「平均生涯転職」米国は10回、日本は2回
▶近年の採用トレンド
■人的資本経営時代のタレント獲得
すでにご存じの方も多いとは思いますが、ここでは改めて「人的資本経営とは何か」について触れたいと思います。
人的資本経営とは、「人材を資本として考えてその価値を最大限に引き出すことで、中長期的な企業価値の向上につなげていく経営のあり方」のことです。長らく日本においては、人材は資本ではなく資源、つまり「投資」ではなく「消費」の対象として捉えられてきました。

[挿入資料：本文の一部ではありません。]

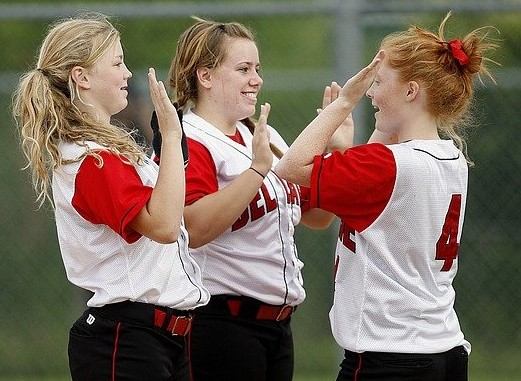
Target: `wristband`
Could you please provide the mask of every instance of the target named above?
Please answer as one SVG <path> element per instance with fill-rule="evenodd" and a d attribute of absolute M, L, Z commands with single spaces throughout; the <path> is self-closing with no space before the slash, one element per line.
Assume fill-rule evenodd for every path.
<path fill-rule="evenodd" d="M 250 167 L 250 168 L 248 168 L 248 169 L 251 169 L 253 172 L 255 172 L 256 174 L 258 174 L 260 177 L 262 177 L 263 180 L 266 178 L 266 175 L 263 175 L 262 173 L 260 173 L 259 171 L 257 171 L 255 168 Z"/>

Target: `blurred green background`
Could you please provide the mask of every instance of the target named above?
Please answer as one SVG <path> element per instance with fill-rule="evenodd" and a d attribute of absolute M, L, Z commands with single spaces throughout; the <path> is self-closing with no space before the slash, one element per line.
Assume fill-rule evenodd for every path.
<path fill-rule="evenodd" d="M 67 380 L 67 335 L 86 296 L 67 282 L 52 212 L 37 210 L 11 117 L 11 94 L 22 72 L 35 66 L 49 22 L 77 11 L 102 11 L 122 32 L 134 76 L 129 107 L 118 119 L 148 136 L 151 103 L 146 73 L 166 77 L 179 34 L 190 15 L 240 21 L 256 32 L 269 123 L 291 142 L 314 117 L 323 87 L 344 83 L 370 60 L 379 40 L 411 23 L 435 28 L 454 10 L 448 35 L 494 25 L 501 49 L 494 58 L 498 85 L 478 84 L 476 128 L 469 133 L 469 198 L 456 309 L 473 344 L 470 379 L 520 380 L 521 256 L 521 4 L 476 1 L 54 1 L 0 2 L 0 380 Z M 355 113 L 356 140 L 372 129 L 370 103 Z M 294 317 L 295 380 L 333 380 L 342 357 L 328 321 L 336 227 L 300 228 L 308 297 Z"/>

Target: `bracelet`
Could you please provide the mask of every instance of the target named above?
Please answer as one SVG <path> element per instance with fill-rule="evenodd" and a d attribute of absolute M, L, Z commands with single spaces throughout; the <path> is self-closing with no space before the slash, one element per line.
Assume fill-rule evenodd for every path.
<path fill-rule="evenodd" d="M 250 167 L 250 168 L 248 168 L 248 169 L 251 169 L 253 172 L 257 173 L 260 177 L 262 177 L 263 180 L 266 178 L 266 175 L 263 175 L 262 173 L 260 173 L 259 171 L 257 171 L 255 168 Z"/>

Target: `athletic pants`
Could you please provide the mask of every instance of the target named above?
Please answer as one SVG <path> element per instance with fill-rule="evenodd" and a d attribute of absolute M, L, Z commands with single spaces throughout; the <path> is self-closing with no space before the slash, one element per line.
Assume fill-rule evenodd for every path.
<path fill-rule="evenodd" d="M 72 380 L 189 381 L 185 316 L 135 302 L 87 309 L 69 332 Z"/>
<path fill-rule="evenodd" d="M 193 381 L 292 380 L 291 317 L 262 316 L 262 306 L 278 308 L 251 298 L 212 296 L 194 310 L 188 339 Z"/>
<path fill-rule="evenodd" d="M 345 351 L 337 381 L 467 381 L 463 346 L 436 354 Z"/>

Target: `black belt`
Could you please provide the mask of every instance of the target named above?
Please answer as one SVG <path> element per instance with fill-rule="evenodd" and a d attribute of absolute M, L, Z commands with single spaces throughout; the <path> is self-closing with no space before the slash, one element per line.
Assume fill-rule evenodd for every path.
<path fill-rule="evenodd" d="M 154 326 L 173 336 L 186 336 L 192 325 L 189 311 L 154 304 L 125 301 L 106 304 L 103 307 L 92 307 L 92 310 L 127 323 Z"/>
<path fill-rule="evenodd" d="M 210 302 L 194 313 L 228 315 L 255 320 L 284 321 L 297 309 L 290 305 L 272 305 L 246 296 L 212 295 Z"/>

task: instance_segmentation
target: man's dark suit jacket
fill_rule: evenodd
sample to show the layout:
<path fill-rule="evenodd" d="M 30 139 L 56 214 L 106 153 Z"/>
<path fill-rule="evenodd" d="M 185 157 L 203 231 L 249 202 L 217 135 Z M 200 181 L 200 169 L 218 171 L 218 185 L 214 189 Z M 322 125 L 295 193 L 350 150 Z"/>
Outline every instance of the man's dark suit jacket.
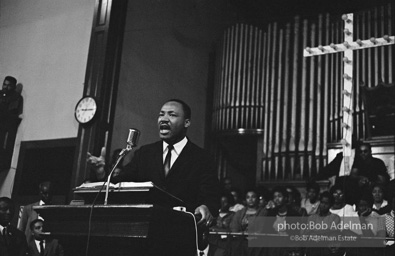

終身雇用、年功序列、新卒一括採用を人材システムとして採用してきたため、諸外国と比較して労働者の生涯平均転職回数が少なく、転職潜在層が多いという状況を生んでいます。具体的にいうと、米国の生涯平均転職回数が10回に対して、日本の生涯平均転職回数は2回程度と考えると想像しやすいかもしれません。
日本社会全体で捉えると、2021年における日本の労働人口6907万人に対して転職者はわずか288万人であり、95%以上が転職潜在層だという計算になります。
また、少子高齢化の影響で労働人口は今後ますます減少し、2023年までに営業職・事務職・エンジニア職などの職種を問わずに、ほぼすべての職種で労働人口が不足することを余儀なくされています。その反面、求人数は増加の一途を辿っており、近年は産業構造の転換に伴うDX化の推進などを背景に、企業の経験者採用ニーズはますます高まっています。
こういった背景もあり、「人材を資産として捉え、『募集をする』のではなく、『獲得する』意識を持つことこそが採用競争力につながり、その先の企業競争力につながる」という「タレント・アクイジション」への変革が行われてきているのです。
従来の募集活動とは異なり、見込み顧客に対して認知・検討・興味付けをするマーケティングに近い発想ですが、こういった手法は、いずれも採用においては転職潜在層にアプローチする手法としては有効であり、労働人口減少大国である日本においては、今後主流になる考え方です。
▶欧米では主流のRecruiting is Marketing という考え方
今や、世界の時価総額ランキングに日本企業が入ることがなくなって久しいですが、海外においては採用競争力こそが企業価値向上につながるといわれており、10年以上前からタレント獲得合戦が激化しています。
その注目度は年々高まっており、Googleトレンドを見ると「タレント・アクイジション」の検索数が右肩上がりで伸びてきていることがわかります。
実際に海外では、2013年から“Recruiting isMarketing”(採用はマーケティングである)という捉え方が一般化しています。
そのため、SNSを介したソーシャル・リクルーティングや社員の紹介を通じたリファラル採用、自社の採用サイトからのオウンドメディアのリクルーティングのように、転職の潜在層にアプローチするチャネルがどんどん広がり、企業の投資優先順位の上位に位置されるようになったのです。
現在、日本は約10年遅れてやっと採用マーケティングのスタートラインに立ちました。
「最近採用活動がより一層難しくなってきた……」
そう感じる背景には、そもそもの日本の労働市場、採用市場の構造が影響しており、これらの状況を打開するためには、競合と「戦わない採用」、つまり転職潜在層へマーケティングをして人材を獲得する手法が必要なのです。